When The Post asked the DSS in February 2024 to explain why welfare rolls were rising under Adams, agency officials blamed the economic impact of the pandemic.
They insisted New Yorkers were reeling from soaring rents, food costs and other expenses — coupled with the federal and state government ending eviction moratoriums and payments offered during the height of the COVID-19 era.
Two-and-half years later, the pandemic excuses no longer fly, critics said.
The DSS declined to elaborate on why it believes the problem has worsened or address critics’ concerns that it will become even bleaker under Mamdani.
“This administration is focused on using every available tool to advance economic justice and better support New Yorkers in need,” the agency said in a statement.

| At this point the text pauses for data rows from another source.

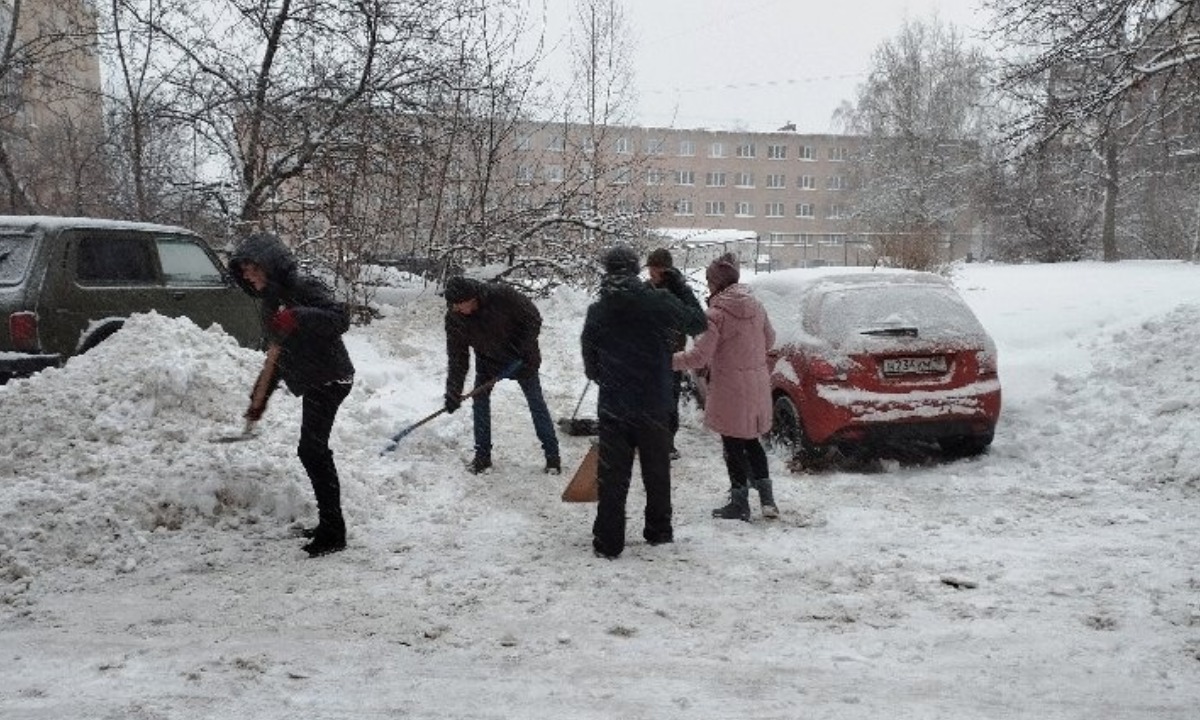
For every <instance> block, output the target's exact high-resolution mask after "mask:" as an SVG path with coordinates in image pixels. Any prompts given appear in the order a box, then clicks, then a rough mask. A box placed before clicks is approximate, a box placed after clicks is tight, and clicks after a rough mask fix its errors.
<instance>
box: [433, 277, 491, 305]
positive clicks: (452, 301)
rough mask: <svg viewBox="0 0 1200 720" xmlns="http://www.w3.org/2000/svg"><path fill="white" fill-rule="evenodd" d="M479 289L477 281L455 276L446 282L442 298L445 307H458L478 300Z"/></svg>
mask: <svg viewBox="0 0 1200 720" xmlns="http://www.w3.org/2000/svg"><path fill="white" fill-rule="evenodd" d="M480 290H481V287H480V283H479V281H478V280H470V278H467V277H463V276H461V275H455V276H454V277H451V278H450V280H448V281H446V287H445V289H444V290H443V292H442V296H443V298H445V299H446V305H458V304H460V302H466V301H467V300H473V299H475V298H479V295H480V294H481V293H480Z"/></svg>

It also touted that 70% of cash-assistance applications are being processed on time this year — a huge improvement from the Adams administration that saw its numbers dip as low as a paltry 14% from July through October of 2022.

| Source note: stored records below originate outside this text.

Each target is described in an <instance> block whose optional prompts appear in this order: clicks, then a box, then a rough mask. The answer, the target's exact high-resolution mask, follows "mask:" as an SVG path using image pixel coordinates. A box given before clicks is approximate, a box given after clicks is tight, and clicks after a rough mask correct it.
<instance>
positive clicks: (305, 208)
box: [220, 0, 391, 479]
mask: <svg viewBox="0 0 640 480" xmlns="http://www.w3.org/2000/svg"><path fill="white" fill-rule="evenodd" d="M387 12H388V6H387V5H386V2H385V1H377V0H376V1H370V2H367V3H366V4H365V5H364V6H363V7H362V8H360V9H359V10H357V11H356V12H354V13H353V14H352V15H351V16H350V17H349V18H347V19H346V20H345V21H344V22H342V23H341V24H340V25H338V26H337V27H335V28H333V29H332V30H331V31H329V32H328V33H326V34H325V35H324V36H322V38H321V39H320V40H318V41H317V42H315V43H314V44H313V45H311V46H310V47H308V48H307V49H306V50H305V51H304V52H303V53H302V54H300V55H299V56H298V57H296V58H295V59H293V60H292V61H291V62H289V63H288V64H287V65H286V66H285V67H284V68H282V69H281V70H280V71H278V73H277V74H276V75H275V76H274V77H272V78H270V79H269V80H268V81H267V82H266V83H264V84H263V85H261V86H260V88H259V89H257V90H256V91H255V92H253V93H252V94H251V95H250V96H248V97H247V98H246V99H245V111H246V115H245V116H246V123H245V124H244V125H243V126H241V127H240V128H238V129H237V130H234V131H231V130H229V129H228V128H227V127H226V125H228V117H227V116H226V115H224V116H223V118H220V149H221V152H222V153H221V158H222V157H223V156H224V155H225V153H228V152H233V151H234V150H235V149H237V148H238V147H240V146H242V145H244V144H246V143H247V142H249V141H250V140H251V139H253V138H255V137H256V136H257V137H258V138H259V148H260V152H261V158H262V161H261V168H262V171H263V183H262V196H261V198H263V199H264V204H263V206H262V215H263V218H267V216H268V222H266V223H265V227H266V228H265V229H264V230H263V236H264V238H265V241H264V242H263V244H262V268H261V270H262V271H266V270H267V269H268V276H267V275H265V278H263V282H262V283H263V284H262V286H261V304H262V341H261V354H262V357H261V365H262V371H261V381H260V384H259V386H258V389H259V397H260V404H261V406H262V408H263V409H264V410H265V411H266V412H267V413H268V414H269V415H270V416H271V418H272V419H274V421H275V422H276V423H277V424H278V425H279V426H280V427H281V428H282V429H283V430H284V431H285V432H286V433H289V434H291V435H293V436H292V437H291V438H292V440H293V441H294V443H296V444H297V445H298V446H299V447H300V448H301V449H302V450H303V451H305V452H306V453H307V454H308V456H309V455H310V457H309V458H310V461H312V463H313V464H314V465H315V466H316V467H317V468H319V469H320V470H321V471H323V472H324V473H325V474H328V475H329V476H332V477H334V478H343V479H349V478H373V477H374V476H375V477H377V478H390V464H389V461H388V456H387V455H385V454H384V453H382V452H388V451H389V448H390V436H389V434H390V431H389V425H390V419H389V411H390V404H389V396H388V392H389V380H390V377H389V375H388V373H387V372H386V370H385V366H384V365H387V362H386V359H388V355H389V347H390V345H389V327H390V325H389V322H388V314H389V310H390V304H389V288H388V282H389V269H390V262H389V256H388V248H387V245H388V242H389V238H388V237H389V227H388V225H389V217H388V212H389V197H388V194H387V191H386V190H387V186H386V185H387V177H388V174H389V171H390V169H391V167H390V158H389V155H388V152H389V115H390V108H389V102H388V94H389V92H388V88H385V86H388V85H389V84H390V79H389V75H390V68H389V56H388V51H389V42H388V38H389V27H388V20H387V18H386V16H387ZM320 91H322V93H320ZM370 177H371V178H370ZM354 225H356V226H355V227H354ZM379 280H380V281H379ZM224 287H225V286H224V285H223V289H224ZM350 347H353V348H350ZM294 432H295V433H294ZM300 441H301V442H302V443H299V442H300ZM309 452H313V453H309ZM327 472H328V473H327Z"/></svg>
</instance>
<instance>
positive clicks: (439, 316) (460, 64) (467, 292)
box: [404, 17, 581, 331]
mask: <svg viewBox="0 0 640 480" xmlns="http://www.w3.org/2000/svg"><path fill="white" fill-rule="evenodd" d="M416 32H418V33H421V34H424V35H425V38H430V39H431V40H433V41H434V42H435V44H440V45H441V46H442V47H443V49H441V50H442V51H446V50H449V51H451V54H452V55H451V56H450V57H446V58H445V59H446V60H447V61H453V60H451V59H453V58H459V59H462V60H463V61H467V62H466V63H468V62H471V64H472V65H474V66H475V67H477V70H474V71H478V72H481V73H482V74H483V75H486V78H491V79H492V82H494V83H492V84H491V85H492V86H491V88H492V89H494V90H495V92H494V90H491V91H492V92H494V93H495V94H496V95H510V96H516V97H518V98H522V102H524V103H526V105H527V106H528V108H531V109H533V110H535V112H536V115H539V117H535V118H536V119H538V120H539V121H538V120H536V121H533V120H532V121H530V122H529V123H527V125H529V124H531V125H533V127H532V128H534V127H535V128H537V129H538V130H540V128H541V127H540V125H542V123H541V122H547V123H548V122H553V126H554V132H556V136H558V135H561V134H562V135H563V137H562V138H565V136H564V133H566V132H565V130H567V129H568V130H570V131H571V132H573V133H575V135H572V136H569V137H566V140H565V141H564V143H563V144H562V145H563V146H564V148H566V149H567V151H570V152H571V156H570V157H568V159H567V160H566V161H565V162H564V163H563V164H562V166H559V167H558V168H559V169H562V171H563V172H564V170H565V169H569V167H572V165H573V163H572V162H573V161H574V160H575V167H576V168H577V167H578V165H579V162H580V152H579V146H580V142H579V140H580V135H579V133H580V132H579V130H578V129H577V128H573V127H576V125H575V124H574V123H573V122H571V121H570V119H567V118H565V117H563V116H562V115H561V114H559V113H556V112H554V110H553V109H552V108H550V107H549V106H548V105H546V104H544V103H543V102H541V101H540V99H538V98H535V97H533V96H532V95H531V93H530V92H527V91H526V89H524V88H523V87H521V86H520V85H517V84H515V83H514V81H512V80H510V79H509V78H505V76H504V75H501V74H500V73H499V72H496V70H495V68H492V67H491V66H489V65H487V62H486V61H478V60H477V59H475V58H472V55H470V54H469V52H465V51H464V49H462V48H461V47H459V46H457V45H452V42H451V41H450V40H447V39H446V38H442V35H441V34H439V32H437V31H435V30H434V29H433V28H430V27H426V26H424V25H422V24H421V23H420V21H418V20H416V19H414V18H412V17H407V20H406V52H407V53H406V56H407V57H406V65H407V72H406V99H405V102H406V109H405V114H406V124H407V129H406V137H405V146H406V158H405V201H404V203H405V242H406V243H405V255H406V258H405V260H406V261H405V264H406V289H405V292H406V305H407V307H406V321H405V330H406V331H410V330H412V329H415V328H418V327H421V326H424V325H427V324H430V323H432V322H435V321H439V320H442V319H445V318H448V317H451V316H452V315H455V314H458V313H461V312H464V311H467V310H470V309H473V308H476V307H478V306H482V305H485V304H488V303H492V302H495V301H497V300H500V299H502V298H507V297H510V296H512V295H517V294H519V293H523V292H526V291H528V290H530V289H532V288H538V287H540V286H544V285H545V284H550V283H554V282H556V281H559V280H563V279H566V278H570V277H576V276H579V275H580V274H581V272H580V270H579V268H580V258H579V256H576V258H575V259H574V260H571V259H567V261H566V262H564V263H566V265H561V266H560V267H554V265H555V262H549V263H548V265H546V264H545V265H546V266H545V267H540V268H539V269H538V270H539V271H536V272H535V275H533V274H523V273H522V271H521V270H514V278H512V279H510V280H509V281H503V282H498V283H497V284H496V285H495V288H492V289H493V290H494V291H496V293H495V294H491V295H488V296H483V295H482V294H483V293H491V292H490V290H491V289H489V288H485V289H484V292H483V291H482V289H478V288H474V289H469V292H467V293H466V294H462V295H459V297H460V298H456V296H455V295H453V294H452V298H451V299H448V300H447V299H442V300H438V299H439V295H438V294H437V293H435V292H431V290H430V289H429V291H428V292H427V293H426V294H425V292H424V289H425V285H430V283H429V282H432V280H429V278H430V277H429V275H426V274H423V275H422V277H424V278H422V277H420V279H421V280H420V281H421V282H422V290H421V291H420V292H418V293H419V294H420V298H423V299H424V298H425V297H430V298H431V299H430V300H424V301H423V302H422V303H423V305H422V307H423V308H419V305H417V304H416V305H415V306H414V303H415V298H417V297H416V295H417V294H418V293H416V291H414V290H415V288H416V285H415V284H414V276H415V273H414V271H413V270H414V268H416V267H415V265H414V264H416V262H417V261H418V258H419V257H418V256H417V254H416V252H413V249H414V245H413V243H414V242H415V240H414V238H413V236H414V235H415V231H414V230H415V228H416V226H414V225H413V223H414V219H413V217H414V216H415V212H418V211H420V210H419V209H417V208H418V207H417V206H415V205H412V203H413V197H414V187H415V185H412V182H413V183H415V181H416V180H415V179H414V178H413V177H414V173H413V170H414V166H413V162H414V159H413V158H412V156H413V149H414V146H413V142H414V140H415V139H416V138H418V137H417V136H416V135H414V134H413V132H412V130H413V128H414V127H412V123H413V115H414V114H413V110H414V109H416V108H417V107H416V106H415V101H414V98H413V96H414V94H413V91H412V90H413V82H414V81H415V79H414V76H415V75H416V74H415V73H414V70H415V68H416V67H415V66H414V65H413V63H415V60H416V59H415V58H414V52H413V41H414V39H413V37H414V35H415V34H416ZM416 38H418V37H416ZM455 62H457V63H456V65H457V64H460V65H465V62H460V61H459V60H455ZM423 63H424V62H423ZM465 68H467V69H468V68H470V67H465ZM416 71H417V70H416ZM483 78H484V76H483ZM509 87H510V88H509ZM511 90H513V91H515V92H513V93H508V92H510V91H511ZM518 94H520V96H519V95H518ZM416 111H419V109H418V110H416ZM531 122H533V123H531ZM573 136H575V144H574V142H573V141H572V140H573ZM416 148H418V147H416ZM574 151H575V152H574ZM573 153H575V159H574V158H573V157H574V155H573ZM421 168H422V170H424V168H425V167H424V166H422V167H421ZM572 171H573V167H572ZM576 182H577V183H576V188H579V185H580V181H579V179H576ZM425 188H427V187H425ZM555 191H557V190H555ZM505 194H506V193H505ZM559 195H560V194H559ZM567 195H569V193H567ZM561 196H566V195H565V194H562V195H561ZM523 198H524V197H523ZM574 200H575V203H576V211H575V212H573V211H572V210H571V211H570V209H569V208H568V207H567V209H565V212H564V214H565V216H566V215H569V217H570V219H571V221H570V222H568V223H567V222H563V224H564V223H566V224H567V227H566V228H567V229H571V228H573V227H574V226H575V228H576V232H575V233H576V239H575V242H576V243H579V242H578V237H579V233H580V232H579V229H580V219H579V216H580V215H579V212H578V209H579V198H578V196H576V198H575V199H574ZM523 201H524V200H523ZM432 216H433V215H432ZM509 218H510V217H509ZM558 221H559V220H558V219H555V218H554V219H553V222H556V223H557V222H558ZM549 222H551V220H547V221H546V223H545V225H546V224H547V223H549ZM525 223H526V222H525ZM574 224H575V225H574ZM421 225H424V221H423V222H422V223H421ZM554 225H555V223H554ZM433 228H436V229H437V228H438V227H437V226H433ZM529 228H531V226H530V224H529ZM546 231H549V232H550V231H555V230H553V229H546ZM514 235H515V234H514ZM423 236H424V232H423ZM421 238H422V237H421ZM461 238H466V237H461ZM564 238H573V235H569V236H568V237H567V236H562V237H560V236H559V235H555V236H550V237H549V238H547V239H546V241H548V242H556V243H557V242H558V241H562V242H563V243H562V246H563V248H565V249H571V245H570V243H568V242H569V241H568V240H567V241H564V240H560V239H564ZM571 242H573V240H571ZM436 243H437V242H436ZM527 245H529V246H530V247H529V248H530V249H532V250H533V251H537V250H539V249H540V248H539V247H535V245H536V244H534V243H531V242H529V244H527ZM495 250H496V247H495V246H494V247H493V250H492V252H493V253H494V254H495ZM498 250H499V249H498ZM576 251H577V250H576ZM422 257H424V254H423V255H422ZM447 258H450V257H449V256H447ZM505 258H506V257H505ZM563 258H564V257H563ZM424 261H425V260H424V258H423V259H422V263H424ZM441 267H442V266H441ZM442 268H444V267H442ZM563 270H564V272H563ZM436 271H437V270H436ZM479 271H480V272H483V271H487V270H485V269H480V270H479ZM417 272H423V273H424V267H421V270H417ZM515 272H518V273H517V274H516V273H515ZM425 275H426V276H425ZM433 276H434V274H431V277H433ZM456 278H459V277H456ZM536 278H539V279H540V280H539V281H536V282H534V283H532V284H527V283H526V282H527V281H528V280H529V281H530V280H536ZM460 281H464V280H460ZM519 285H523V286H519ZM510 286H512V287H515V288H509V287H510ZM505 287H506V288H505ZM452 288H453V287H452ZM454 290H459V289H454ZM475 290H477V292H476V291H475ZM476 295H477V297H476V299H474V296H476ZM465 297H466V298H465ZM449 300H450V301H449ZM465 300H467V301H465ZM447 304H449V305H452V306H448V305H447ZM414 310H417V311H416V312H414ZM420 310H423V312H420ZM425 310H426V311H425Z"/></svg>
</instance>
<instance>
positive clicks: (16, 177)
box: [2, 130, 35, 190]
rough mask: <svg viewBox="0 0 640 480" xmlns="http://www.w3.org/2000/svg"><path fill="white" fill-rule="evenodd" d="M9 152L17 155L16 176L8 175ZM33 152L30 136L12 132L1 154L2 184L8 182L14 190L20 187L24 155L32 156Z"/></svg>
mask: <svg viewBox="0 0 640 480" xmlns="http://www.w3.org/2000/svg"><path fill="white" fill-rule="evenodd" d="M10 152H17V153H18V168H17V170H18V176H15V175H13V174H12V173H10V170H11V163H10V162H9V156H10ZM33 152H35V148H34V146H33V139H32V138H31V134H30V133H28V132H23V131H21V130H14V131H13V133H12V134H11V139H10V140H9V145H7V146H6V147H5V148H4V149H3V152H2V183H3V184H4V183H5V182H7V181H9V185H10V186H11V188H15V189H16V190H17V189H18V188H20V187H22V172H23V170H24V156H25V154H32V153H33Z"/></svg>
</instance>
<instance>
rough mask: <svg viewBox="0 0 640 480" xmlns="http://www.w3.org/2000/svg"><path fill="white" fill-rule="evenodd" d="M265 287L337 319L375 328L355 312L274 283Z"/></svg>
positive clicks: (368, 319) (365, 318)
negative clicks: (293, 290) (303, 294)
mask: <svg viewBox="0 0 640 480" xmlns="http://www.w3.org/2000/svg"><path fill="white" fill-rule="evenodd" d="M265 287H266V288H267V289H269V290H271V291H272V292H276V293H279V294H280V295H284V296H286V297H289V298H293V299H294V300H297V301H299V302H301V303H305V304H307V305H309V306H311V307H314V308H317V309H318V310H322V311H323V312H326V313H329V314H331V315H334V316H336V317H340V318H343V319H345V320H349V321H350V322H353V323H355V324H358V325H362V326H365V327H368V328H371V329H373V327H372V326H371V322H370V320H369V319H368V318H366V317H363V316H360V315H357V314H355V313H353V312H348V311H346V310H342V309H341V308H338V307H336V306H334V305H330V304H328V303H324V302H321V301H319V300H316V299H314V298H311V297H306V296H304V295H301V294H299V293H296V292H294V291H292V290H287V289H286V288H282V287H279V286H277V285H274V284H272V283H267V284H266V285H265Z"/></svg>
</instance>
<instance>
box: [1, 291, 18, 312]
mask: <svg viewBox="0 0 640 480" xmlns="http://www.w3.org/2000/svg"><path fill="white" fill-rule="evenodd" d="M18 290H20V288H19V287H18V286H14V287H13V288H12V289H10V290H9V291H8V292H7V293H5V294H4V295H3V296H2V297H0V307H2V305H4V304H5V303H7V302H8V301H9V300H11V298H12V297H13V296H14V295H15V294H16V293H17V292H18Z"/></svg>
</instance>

Monthly caseloads this year have begun to slightly drop, including May, which saw 576,123 New Yorkers pocket handouts — or 26,391(4%) less than the same month a year earlier, the agency added.

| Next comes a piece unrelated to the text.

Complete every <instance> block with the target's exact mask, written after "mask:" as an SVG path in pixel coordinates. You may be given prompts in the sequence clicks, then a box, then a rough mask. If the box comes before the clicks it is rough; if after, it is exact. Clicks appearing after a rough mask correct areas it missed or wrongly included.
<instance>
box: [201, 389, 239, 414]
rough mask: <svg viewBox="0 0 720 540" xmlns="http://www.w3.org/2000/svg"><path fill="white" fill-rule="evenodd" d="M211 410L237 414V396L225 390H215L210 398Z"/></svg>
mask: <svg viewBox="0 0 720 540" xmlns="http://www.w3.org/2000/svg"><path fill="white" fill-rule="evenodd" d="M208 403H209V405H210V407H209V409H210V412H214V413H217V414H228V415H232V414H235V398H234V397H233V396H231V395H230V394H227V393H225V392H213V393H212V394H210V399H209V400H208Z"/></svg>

When Rudy Giuliani became mayor in 1994, he inherited an even bigger welfare crisis, and the number of New Yorkers getting monthly cash assistance soared to record 1,160,593 by the time he implemented a series of reforms in March 1995.
He made getting recipients back to work a priority — especially those who preferred collecting checks to clocking in at a job — and pushing welfare reform initiatives like his Work Experience Program, where many recipients helped clean city parks and streets and answered phones in city offices in exchange for temporary assistance.
The monthly numbers plummeted to 497,100 midway through 2001, Giuliani’s final year in office, and the downward spiral continued under his successor, Michael Bloomberg. In December 2013, Bloomberg’s last month in office, 346,398 New Yorkers collected unemployment checks.
In May 2014, under then-Mayor de Blasio, the city’s monthly rolls dropped to 336,403 — its lowest since the early 1960s. However, the monthly recipients rose to 384,523 by the time de Blasio left office at the end of 2021 in part because of policies the far-left pol implemented to help simplify the application process and the economic strains of the pandemic.
The rise in welfare checks comes as Mamdani this week continued to push his “tax-the-rich” agenda — even after the nonpartisan Citizens Budget Commission released a bombshell analysis on Monday showing New York lost the largest share of US millionaires of any state since 2010, resulting in a nearly $11 billion loss in much-needed yearly local tax revenue.
Stephen Eide, a senior fellow at the conservative think tank Manhattan Institute who tracks public assistance, said New Yorkers “should be concerned about welfare growing” further under Mamdani.
“First, you do need a growing economy to move people off the rolls and into jobs,” he said. “A growing economy takes capital. The mayor’s socialist animus towards billionaires begs the question of where that capital’s supposed to come from.
“Second, I don’t think we know that the mayor even thinks historically high welfare rolls is a policy failure, as all his predecessors did. In housing, Mamdani’s definition of policy is getting as many people on subsidized housing as possible. If Mamdani thinks the case of cash assistance is different, he hasn’t said.”
Councilman Phil Wong (D-Queens) ripped the massive caseload, saying it’s a sign “our economy isn’t working for too many New Yorkers.
“Instead of pursuing policies that drive away businesses, jobs, and investment, City Hall should be focused on creating an environment where more people can earn a paycheck, support their families, and no longer need government assistance,” he said.